Le priorità per il prossimo anno indicano due direttrici principali: nuove aree di prodotto e formazione aggiuntiva sulla capacità di consiglio. I nuovi servizi restano rilevanti ma non dominanti. Restano ai margini temi come ampliamento degli spazi, programmi di fidelizzazione, incremento del personale, e-commerce e supporto ai pazienti fragili.
C’è una differenza interna tra i cluster: le high si proiettano sui nuovi servizi, le low investono soprattutto sulla formazione al consiglio. Una visione condivisa della direzione, con ritmi e partenze diverse.
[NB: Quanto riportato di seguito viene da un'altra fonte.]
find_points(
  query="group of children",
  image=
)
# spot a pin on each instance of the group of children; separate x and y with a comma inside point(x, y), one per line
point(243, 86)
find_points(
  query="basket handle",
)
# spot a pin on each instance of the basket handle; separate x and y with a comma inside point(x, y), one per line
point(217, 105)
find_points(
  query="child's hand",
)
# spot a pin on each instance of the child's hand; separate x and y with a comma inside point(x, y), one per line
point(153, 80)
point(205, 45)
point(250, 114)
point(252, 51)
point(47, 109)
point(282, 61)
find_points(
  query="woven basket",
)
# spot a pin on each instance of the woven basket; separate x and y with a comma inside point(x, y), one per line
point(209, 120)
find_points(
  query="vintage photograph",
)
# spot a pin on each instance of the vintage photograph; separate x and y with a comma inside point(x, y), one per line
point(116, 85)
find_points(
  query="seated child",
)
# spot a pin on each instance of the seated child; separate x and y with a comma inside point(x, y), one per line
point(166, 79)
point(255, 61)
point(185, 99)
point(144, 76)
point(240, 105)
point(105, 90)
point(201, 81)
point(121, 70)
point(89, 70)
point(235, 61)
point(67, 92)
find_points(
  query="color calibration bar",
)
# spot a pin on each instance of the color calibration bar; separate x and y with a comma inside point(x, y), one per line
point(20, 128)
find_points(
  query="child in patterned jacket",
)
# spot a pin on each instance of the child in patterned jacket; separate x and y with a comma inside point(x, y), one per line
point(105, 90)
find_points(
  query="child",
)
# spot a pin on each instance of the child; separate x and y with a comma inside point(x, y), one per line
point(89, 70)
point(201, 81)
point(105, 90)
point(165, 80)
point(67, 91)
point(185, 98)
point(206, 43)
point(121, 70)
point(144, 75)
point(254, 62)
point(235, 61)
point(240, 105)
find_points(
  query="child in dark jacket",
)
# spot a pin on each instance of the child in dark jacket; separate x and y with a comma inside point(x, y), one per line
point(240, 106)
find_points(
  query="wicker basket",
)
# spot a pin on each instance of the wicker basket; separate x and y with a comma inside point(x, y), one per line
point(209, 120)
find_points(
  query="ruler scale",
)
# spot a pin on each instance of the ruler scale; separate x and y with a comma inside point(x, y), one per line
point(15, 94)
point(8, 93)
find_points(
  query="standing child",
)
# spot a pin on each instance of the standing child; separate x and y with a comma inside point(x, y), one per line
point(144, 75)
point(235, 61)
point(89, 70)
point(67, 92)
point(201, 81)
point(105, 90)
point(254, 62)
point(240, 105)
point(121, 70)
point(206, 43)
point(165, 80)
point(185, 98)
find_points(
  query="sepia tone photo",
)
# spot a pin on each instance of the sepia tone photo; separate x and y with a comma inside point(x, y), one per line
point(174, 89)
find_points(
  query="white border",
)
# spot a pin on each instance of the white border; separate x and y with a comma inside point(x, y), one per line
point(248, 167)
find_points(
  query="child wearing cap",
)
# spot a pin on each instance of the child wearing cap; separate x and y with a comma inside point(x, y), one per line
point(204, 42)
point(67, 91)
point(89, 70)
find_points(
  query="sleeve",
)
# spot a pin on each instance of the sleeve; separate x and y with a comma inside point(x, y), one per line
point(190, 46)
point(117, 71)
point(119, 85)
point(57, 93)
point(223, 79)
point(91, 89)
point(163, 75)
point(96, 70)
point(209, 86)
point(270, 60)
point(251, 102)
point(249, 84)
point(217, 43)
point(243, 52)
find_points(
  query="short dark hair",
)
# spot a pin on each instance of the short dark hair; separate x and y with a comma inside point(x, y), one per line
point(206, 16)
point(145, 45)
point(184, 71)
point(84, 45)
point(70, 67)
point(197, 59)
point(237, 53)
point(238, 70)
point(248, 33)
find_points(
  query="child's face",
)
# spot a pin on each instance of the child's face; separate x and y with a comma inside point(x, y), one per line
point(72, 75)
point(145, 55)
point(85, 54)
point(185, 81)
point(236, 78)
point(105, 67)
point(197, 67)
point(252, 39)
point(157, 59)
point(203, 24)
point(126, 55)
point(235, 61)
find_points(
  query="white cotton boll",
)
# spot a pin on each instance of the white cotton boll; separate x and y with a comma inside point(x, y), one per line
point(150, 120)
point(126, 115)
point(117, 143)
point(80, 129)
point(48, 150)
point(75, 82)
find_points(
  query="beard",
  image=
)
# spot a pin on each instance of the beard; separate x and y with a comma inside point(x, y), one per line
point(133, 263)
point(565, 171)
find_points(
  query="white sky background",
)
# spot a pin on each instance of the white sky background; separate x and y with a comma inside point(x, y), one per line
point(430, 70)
Cosa dice l’indagine, in sintesi

La farmacia italiana è cambiata, ma non ha ancora completato la propria evoluzione. La telemedicina è entrata nell’offerta. I test diagnostici sono diffusi. La formazione è diventata routine. La consulenza resta centrale. Ma il salto di qualità non dipenderà dall’aggiungere servizi a catalogo. Dipenderà da tre cose: leggere meglio i bisogni del territorio; costruire una relazione più strutturata e operativa con i medici locali; trasformare il consiglio del farmacista in un asset professionale, non solo commerciale.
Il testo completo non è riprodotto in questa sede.